In 2014, I went to France with fluent-in-French daughter to tour the Loire Valley. Never mind that a few weeks earlier, I felt a breast lump the size of one of the meyer lemons on my tree in San Francisco . My seen-it-all internist told me it was no doubt a cyst and to check it out when I came back. So off I went to explore castles, small towns, and the famed tapestries at Angers. At Le Cremet d”Anjou, a modest, but Michelin -starred restaurant on a pin-drop quiet side street, I had the best dessert of my life: Cremets d”Angers. (right)
In Blois, we happened to see a beauty contest at the local castle. The contestants clearly had not done their Pilates and looked actually human. In Bourges, we spent a rainy May Day sitting at a cafe sipping from a pichet of vin blanc..
Nothing, I thought, can go wrong in such a verdant setting. Breast lumps, please! For years, I’ve drunk daily liters of polyphenol-rich tea, waxed lyrical about about tai guan yen versus dah hong pao, avoided sugar and anything hinting of nitrates.I’ve been a regular at yoga and tai chi and read and reported about the anti-cancer properties of green tea, black tea, red tea. A few years ago, I covered the 5th Scientific Symposium on Tea and Health, where a lot of the papers were on tea and cancer. From a lifestyle and academic perspective, all the boxes were checked.
Back to earth in San Francisco: At the hospital’s “breast care center,” the routine is to put on a pink (!) gown, get your mammogram, and then sit in the waiting room until you are quietly told the usually now- you -can -exhale” results. Then you get dressed and leave. But for the unfortunate few, the pink gown stays on. It’s the whispery sympathy that gets you as you are ushered into another room to speak with the radiologist. That’s when the tall brusk white coat said to me, “you have cancer.”
I’ll spare the details. Suffice to say that the not-to-worry cyst turned out to be stage 2-3 invasive cancer. Thus began my odyssey into the hazardous world of cancerland.
Those of certain age might remember controversial nutritionist Adelle Davis, whose best-selling books, such as “Let’s Eat Right!” and “How to Raise Healthy Children” railed against processed, pesticide laden food.Said Adelle when she found out she had cancer:“I thought this was for people who drink soft drinks, who eat white bread, who eat refined sugar and so on.”
Poor Adeile died of multiple myeloma, a plasma cancer. Was I destined to be the Adele Davis of tea without the fame?
What about treatment? After a lifetime of healthy, no-junk food eating – even when it wasn’t fashionable; after decades of scoffing at any ingredient I couldn’t pronounce, was I going to become infused with scary chemo? What do you do when doing nothing, according to the oncologists, means death? What do you do when a sympathetic oncologist goes into a rather lyrical description of drugs you can take to lessen the pain of dying? Or another one goes into quite gothic prose to describe the horrors that await those who Do Nothing?

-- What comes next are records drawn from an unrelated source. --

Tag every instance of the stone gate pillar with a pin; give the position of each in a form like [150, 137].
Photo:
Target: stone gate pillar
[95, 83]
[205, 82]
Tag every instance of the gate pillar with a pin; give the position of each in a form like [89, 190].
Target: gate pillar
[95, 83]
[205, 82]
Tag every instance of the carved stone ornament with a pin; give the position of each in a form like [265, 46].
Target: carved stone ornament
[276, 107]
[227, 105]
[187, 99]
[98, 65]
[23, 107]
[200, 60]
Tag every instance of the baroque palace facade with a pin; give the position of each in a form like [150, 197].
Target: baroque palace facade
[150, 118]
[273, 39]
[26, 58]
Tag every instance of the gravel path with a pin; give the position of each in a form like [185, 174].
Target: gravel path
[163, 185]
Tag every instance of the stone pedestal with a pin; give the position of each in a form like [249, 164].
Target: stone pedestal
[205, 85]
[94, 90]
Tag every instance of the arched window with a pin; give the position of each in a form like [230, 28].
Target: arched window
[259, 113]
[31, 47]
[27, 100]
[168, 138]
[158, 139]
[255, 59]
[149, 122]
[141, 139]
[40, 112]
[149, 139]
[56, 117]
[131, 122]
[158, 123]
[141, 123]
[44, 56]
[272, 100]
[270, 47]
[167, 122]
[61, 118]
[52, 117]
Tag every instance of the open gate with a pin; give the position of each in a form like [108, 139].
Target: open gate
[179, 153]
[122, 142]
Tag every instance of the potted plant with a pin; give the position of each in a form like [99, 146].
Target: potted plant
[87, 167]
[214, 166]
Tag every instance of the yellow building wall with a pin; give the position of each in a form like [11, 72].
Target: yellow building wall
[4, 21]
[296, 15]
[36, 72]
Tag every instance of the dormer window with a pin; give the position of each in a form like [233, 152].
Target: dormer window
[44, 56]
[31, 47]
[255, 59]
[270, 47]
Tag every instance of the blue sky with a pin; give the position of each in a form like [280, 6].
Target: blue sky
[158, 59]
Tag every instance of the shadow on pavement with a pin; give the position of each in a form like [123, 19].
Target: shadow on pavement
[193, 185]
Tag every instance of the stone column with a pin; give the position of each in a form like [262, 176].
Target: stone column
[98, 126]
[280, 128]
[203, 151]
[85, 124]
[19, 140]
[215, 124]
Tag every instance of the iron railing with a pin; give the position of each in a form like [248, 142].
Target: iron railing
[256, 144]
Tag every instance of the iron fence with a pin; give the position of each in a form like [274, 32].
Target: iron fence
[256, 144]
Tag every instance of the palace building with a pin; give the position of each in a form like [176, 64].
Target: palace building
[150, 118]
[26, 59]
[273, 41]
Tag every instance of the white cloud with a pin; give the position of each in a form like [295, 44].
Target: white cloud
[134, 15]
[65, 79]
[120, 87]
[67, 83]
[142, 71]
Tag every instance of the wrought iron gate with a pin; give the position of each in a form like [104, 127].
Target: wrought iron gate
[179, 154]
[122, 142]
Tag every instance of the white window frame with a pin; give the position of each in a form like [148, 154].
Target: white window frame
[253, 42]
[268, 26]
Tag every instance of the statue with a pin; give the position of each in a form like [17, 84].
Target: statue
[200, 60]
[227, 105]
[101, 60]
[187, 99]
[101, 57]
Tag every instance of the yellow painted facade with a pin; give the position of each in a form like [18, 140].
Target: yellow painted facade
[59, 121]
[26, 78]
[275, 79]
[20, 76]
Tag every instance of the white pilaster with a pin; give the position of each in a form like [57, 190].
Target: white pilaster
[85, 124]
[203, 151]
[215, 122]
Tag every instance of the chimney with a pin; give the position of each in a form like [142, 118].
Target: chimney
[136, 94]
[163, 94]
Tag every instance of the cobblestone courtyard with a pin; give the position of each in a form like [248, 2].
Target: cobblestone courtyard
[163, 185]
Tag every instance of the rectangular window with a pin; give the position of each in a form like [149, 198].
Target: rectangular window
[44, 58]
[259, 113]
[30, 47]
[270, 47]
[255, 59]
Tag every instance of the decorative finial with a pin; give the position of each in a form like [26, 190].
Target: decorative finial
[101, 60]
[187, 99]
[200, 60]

Cancer upended more than one life. Fluent French daughter started packing up to come home, wherever that meant in her whirlwind life. A friend, an artist of some renown who I have known for years, actually took to her bed for three days– and then became a rock of support. Others – strangely relatives – spun horror tales and became very busy. If you are still with me, stay tuned for what happened.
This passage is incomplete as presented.